[Top][All Lists]
[Date Prev][Date Next][Thread Prev][Thread Next][Date Index][Thread Index]
Re: Endianness-specific
From: |
Bruno Haible |
Subject: |
Re: Endianness-specific |
Date: |
Sat, 6 Oct 2007 20:22:18 +0200 |
User-agent: |
KMail/1.5.4 |
Hi Ludovic,
> I'm trying to implement functions that convert a string in the current
> locale encoding to its UTF-{16,32} representation, for a given
> endianness.
This kind of task is outside of the scope of the uniconv/* modules.
'unistr' and 'uniconv' deal wih UTF-{8,16,32} as an internal representation
of strings in memory; therefore they assume machine-dependent endianness
and alignment - and therefore can access every unit in a single memory
access.
If the endianness or alignment is different, the code needs to access
every unit byte after byte; this is not the way it's done in the 'unistr'
and 'uniconv' libraries.
Therefore I would recommend to use the mem_cd_iconveh function from the
'striconveh' module, with FROMCODE = locale_charset() and TOCODE =
"UTF-16BE" or "UTF-16LE" (or vice versa).

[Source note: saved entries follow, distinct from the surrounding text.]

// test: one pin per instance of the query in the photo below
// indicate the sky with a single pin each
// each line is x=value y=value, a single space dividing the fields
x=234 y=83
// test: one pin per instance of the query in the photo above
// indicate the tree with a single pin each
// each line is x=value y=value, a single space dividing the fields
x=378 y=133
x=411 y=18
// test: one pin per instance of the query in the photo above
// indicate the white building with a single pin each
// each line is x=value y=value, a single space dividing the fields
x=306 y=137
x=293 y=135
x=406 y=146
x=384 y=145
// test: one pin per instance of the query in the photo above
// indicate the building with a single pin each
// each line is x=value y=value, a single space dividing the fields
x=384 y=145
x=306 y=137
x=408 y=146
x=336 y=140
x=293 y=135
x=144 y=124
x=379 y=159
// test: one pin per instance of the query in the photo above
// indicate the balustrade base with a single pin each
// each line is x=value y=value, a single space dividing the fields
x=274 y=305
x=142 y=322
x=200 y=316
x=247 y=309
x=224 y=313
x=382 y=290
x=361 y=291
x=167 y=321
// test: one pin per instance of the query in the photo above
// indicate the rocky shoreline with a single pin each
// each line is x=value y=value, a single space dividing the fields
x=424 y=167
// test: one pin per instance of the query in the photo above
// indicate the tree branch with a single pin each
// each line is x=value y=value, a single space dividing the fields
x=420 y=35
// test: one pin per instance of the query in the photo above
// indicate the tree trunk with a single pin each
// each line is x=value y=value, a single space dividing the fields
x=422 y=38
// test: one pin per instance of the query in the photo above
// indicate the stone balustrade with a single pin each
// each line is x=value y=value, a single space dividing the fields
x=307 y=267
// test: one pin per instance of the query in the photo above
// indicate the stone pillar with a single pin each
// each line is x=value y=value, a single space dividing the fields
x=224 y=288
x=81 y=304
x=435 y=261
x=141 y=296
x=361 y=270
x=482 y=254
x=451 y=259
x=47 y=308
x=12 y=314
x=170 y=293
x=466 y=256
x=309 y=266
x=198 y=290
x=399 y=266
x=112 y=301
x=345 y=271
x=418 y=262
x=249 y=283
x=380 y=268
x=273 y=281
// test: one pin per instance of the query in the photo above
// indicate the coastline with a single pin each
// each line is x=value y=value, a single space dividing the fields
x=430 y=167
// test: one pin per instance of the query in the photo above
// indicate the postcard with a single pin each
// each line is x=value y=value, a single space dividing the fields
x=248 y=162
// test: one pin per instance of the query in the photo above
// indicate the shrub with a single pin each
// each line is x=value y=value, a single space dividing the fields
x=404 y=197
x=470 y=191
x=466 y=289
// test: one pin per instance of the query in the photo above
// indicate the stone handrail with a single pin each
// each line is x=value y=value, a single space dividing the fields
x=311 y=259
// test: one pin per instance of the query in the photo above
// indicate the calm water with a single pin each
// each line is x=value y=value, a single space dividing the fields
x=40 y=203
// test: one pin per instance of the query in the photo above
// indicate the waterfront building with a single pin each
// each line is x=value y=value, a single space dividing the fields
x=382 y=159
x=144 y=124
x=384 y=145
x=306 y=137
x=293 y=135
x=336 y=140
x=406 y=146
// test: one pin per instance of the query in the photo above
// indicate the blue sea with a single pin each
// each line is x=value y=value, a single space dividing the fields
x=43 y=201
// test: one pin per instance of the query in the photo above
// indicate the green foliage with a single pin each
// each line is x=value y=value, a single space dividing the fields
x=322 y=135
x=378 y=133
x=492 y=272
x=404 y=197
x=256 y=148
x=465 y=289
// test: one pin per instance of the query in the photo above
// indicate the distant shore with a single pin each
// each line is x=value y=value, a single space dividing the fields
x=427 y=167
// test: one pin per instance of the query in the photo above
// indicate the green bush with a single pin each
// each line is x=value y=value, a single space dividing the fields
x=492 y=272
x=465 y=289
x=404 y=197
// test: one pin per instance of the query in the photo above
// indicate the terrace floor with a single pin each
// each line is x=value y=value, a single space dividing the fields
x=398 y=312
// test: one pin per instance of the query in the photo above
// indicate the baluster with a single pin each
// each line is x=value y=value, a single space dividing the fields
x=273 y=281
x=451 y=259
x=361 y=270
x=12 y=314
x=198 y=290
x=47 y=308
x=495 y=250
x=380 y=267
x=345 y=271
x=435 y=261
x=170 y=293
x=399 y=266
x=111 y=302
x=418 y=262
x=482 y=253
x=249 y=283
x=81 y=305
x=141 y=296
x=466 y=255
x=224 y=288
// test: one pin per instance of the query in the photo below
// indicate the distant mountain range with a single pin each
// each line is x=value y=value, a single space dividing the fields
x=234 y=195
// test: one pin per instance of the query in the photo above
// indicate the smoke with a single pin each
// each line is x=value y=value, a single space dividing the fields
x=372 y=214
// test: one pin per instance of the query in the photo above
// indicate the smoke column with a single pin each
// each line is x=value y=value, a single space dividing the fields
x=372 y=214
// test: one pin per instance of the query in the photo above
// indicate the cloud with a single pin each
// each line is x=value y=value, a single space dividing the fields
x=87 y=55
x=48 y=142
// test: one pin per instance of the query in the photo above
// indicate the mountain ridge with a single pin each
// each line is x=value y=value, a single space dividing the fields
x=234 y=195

Or mem_iconveh you don't
want to reuse the conversion descriptors.
The str_cd_iconveh and str_iconveh functions are not usable here because they
look for the end of string via strlen().
I recommend the 'striconveh' module here over the 'striconv' module, because
it will work even with Solaris iconv() which can convert from anything to
UTF-8 and vice versa, but cannot convert directly e.g. between ISO-8859-2
and UTF-16LE. The 'striconveh' module does the conversion in two steps in
such a case.
Bruno